What follows are some timings obtained on the authors's system, and by no means they claim to be exact, absolute or reproducible: your mileage may vary.
Date: 15 June 2013
Hardware: Intel Core-i5 750 @4.0 GHz (quad-core), 16GB RAM
Software: Debian GNU/Linux 7.0 (x86_64), SBCL 1.1.8 (x86_64), STMX 1.3.2
Analysis and comments
- First, it is evident that in Lee-STMX benchmark, using STMX transactions is always faster than single-threaded code as soon as STMX runs at least two threads. Since STMX targets multi-threaded code, this is good news.
With 4+ threads on a quad-core machine, STMX delivers up to 95-105% performance improvement with respect to single-threaded code on this benchmark (the peak performance ratio is 1257.0 / 614.8 = 2.044 = 204.4% on the MEMBOARD workload with 5 threads). Good, but still far from the theorical maximum of 300% improvement, i.e. quadruple speed. Quite unexpectedly, the peak performance is not reached by using one thread per core, but depends on the workload. In the two workloads shown above, the peak is reached respectively at 10 and 5 threads.
- Second, on this benchmark STMX transactions are typically 10-20% slower than
highly optimized locking code: by assuming 100% as locking code performance,
STMX reaches 80-90% of it for almost any number of threads.
- The best result is the MEMBOARD workload with 30 threads, where STMX reaches 93.6% of the locking code performance.
- The worst result is the MAINBOARD workload with 1 thread, where STMX reaches 71.8% of the locking code performance.
This is encouraging.
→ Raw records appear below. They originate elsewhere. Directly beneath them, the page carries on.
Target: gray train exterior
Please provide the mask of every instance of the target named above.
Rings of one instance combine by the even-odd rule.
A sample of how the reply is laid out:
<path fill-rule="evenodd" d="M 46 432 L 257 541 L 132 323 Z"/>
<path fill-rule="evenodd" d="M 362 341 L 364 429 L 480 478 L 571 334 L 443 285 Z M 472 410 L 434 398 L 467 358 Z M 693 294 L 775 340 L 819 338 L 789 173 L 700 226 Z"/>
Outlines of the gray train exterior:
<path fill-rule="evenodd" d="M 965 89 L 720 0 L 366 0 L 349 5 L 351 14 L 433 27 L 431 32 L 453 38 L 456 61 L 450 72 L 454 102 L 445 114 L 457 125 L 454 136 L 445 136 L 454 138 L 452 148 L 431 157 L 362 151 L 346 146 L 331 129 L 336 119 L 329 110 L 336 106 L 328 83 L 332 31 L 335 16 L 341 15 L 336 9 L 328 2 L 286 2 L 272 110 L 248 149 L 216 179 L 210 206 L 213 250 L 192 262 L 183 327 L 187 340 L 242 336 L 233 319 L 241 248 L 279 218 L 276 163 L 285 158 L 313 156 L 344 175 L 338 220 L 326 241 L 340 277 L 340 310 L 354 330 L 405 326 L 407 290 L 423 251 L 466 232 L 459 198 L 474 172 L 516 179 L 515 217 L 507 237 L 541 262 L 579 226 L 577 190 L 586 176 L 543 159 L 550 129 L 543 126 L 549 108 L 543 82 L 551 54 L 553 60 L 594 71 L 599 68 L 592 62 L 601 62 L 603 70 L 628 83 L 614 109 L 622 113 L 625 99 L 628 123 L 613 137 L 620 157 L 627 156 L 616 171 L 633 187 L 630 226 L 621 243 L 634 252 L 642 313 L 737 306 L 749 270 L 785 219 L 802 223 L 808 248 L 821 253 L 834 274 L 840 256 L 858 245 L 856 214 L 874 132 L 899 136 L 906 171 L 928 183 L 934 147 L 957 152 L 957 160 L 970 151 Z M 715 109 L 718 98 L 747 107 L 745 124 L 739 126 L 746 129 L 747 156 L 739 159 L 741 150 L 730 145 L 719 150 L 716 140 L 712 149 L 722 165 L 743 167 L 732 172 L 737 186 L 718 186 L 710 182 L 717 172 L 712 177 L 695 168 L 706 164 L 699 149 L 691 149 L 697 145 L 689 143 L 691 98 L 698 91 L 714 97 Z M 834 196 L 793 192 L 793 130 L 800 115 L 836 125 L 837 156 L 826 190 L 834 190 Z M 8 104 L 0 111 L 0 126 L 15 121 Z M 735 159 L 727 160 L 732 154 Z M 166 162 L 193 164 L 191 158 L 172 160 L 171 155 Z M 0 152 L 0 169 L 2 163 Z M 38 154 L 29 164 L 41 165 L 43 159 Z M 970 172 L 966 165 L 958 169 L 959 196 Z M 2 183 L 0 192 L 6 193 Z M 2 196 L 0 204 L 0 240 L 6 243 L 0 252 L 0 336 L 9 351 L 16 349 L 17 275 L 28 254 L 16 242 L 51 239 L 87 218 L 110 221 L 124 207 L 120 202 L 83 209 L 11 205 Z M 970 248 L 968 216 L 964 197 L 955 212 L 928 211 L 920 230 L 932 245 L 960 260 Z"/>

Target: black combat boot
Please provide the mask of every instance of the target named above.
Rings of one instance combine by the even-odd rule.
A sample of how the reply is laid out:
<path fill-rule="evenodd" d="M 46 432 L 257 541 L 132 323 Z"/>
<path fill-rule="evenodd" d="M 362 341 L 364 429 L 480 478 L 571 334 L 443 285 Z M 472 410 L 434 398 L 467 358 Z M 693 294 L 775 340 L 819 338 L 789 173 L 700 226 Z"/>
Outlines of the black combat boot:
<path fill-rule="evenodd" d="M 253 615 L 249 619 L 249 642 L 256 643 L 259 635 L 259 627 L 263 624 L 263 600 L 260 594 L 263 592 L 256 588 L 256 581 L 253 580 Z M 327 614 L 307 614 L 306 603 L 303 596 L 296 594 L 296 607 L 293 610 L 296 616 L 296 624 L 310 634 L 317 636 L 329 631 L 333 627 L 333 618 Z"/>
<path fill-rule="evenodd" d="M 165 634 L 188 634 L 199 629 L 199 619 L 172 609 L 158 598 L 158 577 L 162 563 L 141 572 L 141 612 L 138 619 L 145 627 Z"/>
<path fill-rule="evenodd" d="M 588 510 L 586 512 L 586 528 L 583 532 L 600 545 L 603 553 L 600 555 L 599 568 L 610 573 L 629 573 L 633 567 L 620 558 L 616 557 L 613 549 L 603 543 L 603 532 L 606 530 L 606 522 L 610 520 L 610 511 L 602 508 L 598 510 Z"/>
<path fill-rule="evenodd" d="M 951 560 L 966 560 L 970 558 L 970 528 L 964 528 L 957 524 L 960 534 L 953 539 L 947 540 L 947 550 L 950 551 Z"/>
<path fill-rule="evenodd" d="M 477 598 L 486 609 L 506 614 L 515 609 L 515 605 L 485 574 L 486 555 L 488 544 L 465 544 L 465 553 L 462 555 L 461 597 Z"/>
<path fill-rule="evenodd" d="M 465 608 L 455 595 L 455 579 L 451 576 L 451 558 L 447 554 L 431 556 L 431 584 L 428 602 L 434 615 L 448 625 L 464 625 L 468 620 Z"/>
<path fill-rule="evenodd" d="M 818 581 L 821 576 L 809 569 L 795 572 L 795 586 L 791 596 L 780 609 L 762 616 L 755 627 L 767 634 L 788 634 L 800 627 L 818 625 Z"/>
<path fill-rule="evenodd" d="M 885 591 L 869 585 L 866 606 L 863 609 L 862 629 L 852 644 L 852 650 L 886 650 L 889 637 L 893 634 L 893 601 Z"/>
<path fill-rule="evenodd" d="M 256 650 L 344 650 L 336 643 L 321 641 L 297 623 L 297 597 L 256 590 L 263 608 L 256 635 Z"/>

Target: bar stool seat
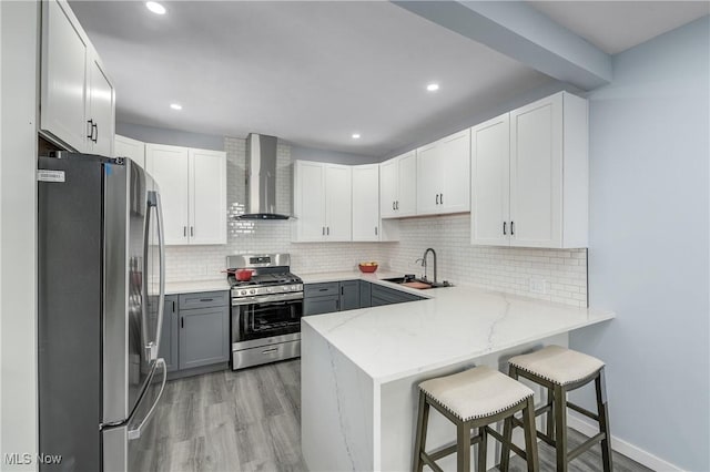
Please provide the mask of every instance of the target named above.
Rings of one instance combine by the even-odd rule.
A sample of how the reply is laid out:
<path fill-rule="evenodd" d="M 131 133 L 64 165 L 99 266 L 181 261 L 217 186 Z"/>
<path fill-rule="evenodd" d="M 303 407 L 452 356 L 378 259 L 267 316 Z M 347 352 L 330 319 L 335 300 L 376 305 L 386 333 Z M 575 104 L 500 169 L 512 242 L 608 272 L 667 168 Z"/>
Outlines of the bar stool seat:
<path fill-rule="evenodd" d="M 528 471 L 537 472 L 537 441 L 535 439 L 534 392 L 510 377 L 487 367 L 476 367 L 447 377 L 426 380 L 419 383 L 419 409 L 414 443 L 413 470 L 422 472 L 424 465 L 442 472 L 437 460 L 456 453 L 459 472 L 470 470 L 470 447 L 478 444 L 479 472 L 486 471 L 486 449 L 488 435 L 505 441 L 503 434 L 489 424 L 511 418 L 523 411 L 525 429 L 525 450 L 508 440 L 508 450 L 513 450 L 527 461 Z M 456 443 L 426 451 L 426 431 L 429 420 L 429 407 L 456 425 Z M 471 435 L 471 430 L 476 434 Z"/>
<path fill-rule="evenodd" d="M 523 383 L 483 366 L 427 380 L 419 388 L 462 421 L 500 413 L 534 394 Z"/>
<path fill-rule="evenodd" d="M 516 356 L 508 360 L 509 376 L 514 379 L 523 377 L 547 389 L 547 403 L 535 411 L 535 415 L 547 414 L 547 431 L 536 430 L 536 435 L 555 448 L 557 472 L 567 472 L 569 462 L 597 443 L 601 445 L 601 469 L 611 472 L 611 434 L 609 432 L 609 407 L 605 382 L 605 363 L 591 356 L 577 352 L 560 346 L 547 346 L 536 352 Z M 589 411 L 567 400 L 567 393 L 589 383 L 595 383 L 597 411 Z M 568 451 L 567 449 L 567 409 L 596 421 L 599 433 L 582 444 Z M 510 439 L 513 428 L 523 427 L 524 422 L 515 417 L 507 418 L 504 424 L 504 437 Z M 507 472 L 509 452 L 503 443 L 500 470 Z"/>
<path fill-rule="evenodd" d="M 604 367 L 604 362 L 595 357 L 559 346 L 548 346 L 529 355 L 516 356 L 508 362 L 519 370 L 560 386 L 586 379 Z"/>

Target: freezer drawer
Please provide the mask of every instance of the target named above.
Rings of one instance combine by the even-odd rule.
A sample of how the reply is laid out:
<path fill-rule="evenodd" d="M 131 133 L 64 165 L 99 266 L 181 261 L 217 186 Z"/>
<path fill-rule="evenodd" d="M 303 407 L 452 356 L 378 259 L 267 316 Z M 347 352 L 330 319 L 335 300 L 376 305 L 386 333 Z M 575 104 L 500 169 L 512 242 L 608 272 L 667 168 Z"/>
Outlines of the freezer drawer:
<path fill-rule="evenodd" d="M 235 350 L 232 351 L 232 369 L 236 370 L 245 367 L 261 366 L 262 363 L 291 359 L 300 356 L 301 339 L 297 341 L 261 346 L 258 348 Z"/>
After many research papers discussing and analyzing the overhead imposed by software transactional memory, and looking for optimizations to reduce such overhead, the performance penalty of STMX transactions is quite small - at least on this benchmark.
The optimized locking code running on the same quad-code machine delivers up to 125-155% performance improvement with respect to single-threaded code (the peak performance ratio is 996.0 / 388.1 = 2.566 = 256.6% on the MEMBOARD workload with 10 threads). Better than transactions, but still far from quadruple speed.
- Finally, as stated in the introduction, a deeper analysis of this benchmark
reveals that 92-94% of the time is spent in the function
EXPAND-FROM, which reads memory shared among the threads (in the STMX version of the benchmark, it is transactional memory) but never writes into it. Only
BACKTRACK-FROM, which accounts for less than 1% of the execution time, actually writes into memory shared among the threads (in the STMX version of the benchmark,
BACKTRACK-FROMis an atomic transaction).
This means that Lee-STMX benchmark, even after the modifications that introduced the Hadlock routing algorithm, is almost read-only: writes to shared/transactional memory are very few and grouped together, and it spends large amounts of time without writing at all to shared/transactional memory. For this reason the performance results risk having limited significance, since most of the time is actualy spent outside transactions. On the other hand, also the optimized locking code takes advantage heavily of this unbalance, to the point of being implemented with unlocked reads and a global write lock (plus some tricks borrowed by transactions to handle inconsistent reads and failures).
Lee-STMX is a benchmark for software transactional memory aiming at implementing a realistic workload. STMX shows good performance on it: 95-105% better than single-threaded code on a quad-core machine, yet behind highly optimized locking code, which shows 125-155% better performance than single-threaded code.
Quite unfortunately, Lee-STMX was found to have a strongly unbalanced workload: it contains a high number of transactioanl memory reads (actually executed outside transactions), but very few and grouped transactional memory writes.
Since there are no obviously tunable parameters to change the ratio of reads and writes, nor to change the ratio of time spent inside and outside transactions, STMX author recommends further benchmarking to validate STMX performance on workloads with more transactional writes and more time spent inside transactions.
Lee-STMX is released under the terms of the BSD license.
STMX is released under the terms of the Lisp Lesser General Public License, known as the LLGPL.